I am new to programming, and i hardly ever (just as any new programmer, I assume) care about performance, but this time it is ridiculous, 80% of processing resources usage for a windows forms application with two listboxes and backgroundworkers making web requests isn't relly what expected.
info:
I use exception handling as part of my routine, which i've once read that isn't really good for performance
I have 15 background workers
My code assures none of them is ever idle
List item
windows forms, visual studio, c#.
------[edit - questions in answers]------
What exactly do you mean by "My code assures none of them is ever idle"?
The program remains waiting
while (bgw1.IsBusy || gbw2.IsBusy ... ... ...) { Application.DoWork();}
then when any of them is free, gets put back to work.
Could you give more details about the workload you're putting this under?
I make an HTTP web request object, open it and wait for the server request. It really has only a couple of lines and does no heavy processing, the half second is due to server awaiting.
In what way, and how many exceptions are being thrown?
When the page doesn't exist, there is a system.WebException, when it works it returns "OK", and about 99% of the pages i check don't exist, so i'd say about 300 exceptions per minute (putting it like this makes it sound creepy, i know, but it works)
If you're running in the debugger, then exceptions are much more expensive than they would be when not debugging
I'm not talking about running it in the debugger, I run the executable, the resulting EXE.

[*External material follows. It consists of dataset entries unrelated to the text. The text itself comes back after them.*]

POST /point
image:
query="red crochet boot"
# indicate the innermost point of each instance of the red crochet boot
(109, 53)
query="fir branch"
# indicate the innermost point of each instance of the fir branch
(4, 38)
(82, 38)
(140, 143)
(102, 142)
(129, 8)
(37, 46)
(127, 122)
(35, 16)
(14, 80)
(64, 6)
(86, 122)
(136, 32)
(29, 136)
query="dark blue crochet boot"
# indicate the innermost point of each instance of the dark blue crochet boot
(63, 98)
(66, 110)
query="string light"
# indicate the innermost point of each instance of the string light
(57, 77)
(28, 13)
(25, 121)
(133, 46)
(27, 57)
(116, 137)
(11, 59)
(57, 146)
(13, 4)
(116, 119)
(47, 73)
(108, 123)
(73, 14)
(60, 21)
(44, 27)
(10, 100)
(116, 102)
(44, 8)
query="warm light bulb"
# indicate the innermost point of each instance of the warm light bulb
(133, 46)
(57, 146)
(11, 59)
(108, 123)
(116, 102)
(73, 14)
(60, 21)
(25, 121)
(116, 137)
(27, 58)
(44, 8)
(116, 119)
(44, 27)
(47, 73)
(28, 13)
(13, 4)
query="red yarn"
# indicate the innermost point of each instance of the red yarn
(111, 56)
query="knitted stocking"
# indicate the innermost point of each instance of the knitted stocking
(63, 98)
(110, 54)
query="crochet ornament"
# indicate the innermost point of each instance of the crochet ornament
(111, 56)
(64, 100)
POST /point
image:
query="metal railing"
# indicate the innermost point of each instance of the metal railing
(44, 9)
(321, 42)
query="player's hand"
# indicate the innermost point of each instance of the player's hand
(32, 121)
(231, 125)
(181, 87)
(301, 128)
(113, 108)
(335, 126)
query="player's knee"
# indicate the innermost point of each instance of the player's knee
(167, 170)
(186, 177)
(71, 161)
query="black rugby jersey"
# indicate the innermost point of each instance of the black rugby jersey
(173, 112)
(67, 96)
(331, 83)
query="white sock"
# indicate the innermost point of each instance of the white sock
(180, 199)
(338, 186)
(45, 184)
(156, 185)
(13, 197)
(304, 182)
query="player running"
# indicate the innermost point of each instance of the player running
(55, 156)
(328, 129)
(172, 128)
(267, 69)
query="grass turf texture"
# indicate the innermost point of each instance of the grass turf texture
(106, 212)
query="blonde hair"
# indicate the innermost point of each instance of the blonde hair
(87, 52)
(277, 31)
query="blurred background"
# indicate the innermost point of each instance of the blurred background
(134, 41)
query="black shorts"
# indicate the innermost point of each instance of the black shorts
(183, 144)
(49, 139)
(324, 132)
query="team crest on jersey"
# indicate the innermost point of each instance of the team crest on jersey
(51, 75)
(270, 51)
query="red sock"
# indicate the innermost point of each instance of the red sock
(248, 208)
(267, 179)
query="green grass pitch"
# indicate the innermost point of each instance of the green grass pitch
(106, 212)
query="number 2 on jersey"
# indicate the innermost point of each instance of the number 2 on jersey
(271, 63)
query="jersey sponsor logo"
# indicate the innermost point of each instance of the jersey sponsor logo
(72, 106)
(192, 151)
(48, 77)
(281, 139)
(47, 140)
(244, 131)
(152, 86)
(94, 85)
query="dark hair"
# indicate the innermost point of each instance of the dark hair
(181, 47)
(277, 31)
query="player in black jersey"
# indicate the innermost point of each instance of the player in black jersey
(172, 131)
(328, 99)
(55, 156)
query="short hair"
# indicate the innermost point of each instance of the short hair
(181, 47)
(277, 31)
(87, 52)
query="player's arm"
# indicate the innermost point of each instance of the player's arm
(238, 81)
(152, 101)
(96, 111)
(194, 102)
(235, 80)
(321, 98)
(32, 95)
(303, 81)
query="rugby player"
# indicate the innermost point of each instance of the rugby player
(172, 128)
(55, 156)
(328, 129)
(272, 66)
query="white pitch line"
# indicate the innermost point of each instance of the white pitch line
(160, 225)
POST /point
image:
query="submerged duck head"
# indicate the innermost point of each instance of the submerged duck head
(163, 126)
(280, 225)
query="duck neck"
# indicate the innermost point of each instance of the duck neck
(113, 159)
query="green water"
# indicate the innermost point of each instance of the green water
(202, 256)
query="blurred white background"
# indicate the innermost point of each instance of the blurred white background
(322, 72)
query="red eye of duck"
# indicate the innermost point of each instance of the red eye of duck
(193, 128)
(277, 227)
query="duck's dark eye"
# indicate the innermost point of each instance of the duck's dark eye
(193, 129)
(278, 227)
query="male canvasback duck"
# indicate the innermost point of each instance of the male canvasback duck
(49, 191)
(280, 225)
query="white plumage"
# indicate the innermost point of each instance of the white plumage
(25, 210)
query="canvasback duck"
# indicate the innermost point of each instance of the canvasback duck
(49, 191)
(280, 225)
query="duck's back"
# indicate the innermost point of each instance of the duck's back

while (bgw1.IsBusy || gbw2.IsBusy ... ... ...) { Application.DoWork();}
What's Application.DoWork(); doing? If it's doing something quickly and returning, this loop alone will consume 100% CPU since it never stops doing something. You can put a sleep(.1) or so inside the loop, to only check the worker threads every so often instead of continuously.

This bit concerns me:
My code assures none of them is ever idle
What exactly do you mean by that?
If you're making thousands and thousands of web requests, and if those requests are returning very quickly, then that could eat some CPU.
Taking 15MB of memory isn't unexpected, but the CPU is the more worrying bit. Could you give more details about the workload you're putting this under? What do you mean by "each one of them workds for about half a second"?
What do you mean by "I use exception handling as part of my routine"? In what way, and how many exceptions are being thrown? If you're running in the debugger, then exceptions are much more expensive than they would be when not debugging - if you're throwing and catching a lot of exceptions, that could be responsible for it...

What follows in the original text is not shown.